Qu’est-ce donc que cette société québécoise qui tolère que les politiciens qui ne maîtrisent aucunement le français, donc qui le massacrent, prétendent le parler?




Le débat mardi dernier à Québec des candidats à la direction­­ du Parti conservateur a été lamentable. Dans la seule capitale française en Amérique du Nord où siège l’Assemblée nationale des Québécois, dont près de 80 % sont francophones, il est carrément­­ inadmissible d’avoir laissé les candidats anglophones baragouiner de cette façon.




Je diverge fortement d’opinion avec mon jeune ami et confrère de La Presse François Cardinal, qui affirme en éditorial que l’on aurait dû plutôt­­ féliciter les candidats­­ qui ont tenté de parler en français.

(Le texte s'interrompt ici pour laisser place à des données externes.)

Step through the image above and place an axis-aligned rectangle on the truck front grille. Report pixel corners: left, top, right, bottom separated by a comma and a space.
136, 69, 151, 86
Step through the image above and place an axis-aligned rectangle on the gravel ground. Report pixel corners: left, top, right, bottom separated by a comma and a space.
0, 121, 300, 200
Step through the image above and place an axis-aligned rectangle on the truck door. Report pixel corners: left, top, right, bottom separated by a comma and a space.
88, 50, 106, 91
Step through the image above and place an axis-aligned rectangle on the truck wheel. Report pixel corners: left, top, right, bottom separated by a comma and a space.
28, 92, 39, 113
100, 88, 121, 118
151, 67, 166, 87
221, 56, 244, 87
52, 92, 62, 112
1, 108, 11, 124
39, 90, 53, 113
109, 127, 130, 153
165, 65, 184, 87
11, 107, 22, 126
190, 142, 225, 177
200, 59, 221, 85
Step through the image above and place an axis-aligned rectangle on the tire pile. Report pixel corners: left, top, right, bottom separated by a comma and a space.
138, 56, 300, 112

Je crois bien qu’il n’y a qu’au Québec que l’on s’agenouille devant des politiciens qui ignorent notre­­ langue et qui ont le toupet ou l’outrecuidance de bégayer­­ quelques mots qui nous écorchent­­ les oreilles, mais qui surtout­­ nous humilient.




Faux bilingues




Ça n’est pas d’hier que des Canadiens­­ unilingues s’attribuent le titre de bilingue alors qu’ils comprennent difficilement le français, possèdent quelques dizaines de mots fourre-tout et évidemment ne savent pas l’écrire.

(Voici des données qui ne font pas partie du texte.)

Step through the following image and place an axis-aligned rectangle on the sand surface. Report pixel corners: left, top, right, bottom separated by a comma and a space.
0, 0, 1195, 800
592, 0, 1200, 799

Il n’y a que chez nous que la langue française ne commande pas le respect voire la fascination qu’elle exerce encore à travers le monde. Car cette langue que les Québécois maltraitent aussi à longueur d’année n’est pas qu’un instrument de communication. C’est le véhicule d’une culture millénaire.

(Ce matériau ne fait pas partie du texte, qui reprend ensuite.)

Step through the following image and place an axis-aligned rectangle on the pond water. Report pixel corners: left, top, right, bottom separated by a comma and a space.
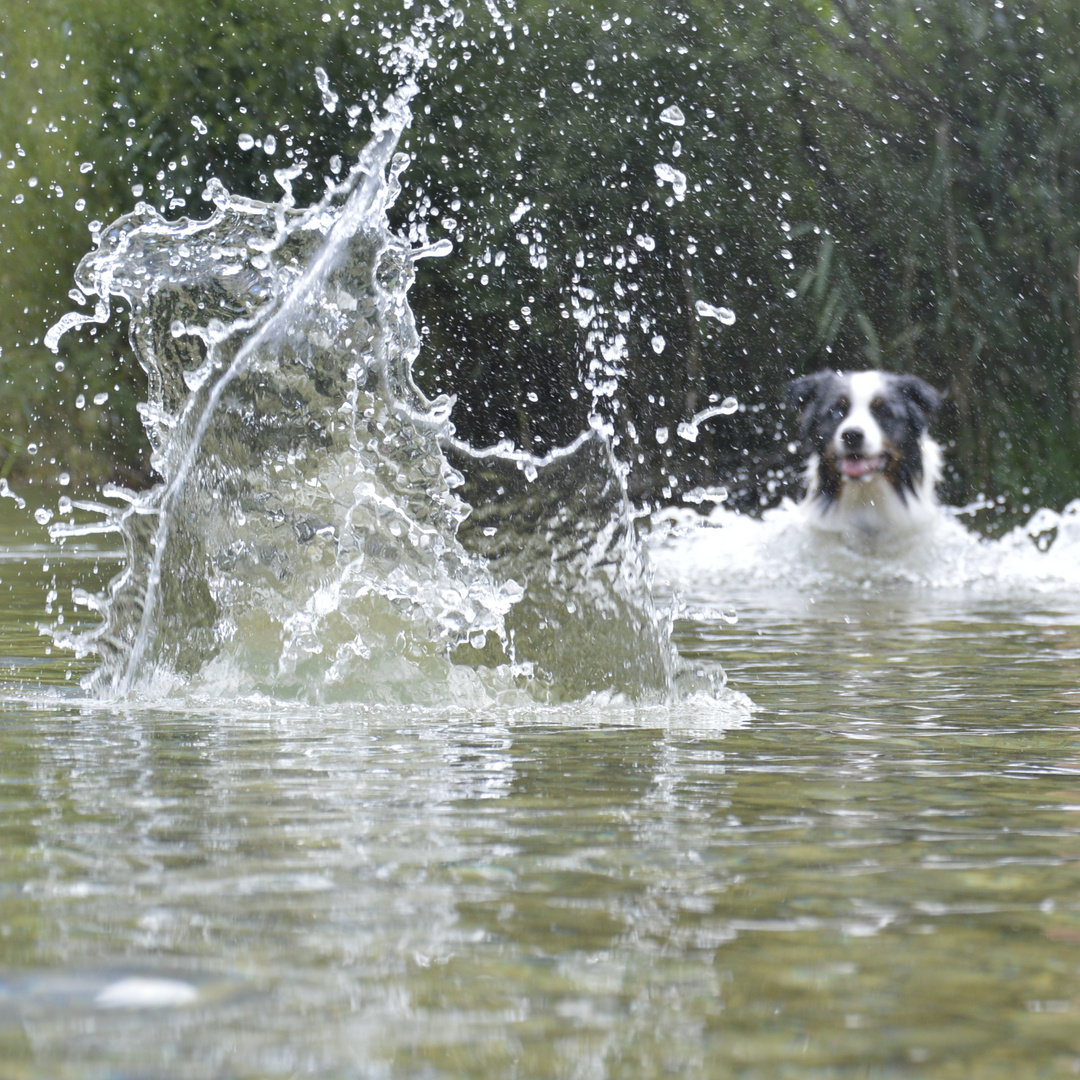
0, 501, 1080, 1078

«C’est une langue belle à qui sait la défendre», chante Yves Duteil. C’est une langue difficile, exigeante, capricieuse, qui piège facilement le locuteur même le plus lettré. C’est une langue riche avec ses exceptions qui confirment la règle, avec ses nuances à l’infini, sa précision et la musicalité de ses nombreux accents.




Les étrangers qui la parlent vont souvent s’excuser de peur de la parler mal. Il est inconcevable que nos compatriotes anglophones, politiciens au premier chef, se présentent devant tous les francophones du Canada en ayant cette prétention d’être compris.




Des colonisés




Bien sûr, éructer quelques mots de français est un geste politique démagogique dans un pays officiellement bilingue. Mais si les Québécois n’étaient pas si colonisés, ils ne toléreraient pas de subir pareille insulte.




Nombre de Canadiens parlent un français convenable, c’est-à-dire un français qui s’entend, avec un voca­bulaire juste et une syntaxe qui peut être chancelante, certes, mais acceptable. Comme nombre de Québécois qui parlent un anglais plus ou moins approximatif. Mais se faire comprendre n’est pas parler une langue.




Il vaut mieux utiliser les interprètes que de laisser des politiciens s’aventurer dans l’autre langue du pays. D’autant plus que toute langue contient des pièges qui sont autant de chausse-trapes pour ceux qui en usent.




Il est évident aussi que tant que le Canada demeure officiellement bilingue­­, aucun unilingue ne doit accéder­­ à la direction d’un parti. Pas plus un bloquiste qu’un conservateur, un membre du NPD, qu’un vert.




Enfin, il est gênant sinon dérangeant qu’une majorité des ministres du cabinet Trudeau ne parlent pas la langue des fondateurs du pays que sont et demeurent les Français.




À quoi bon? diront plusieurs. Et c’est là l’aberration.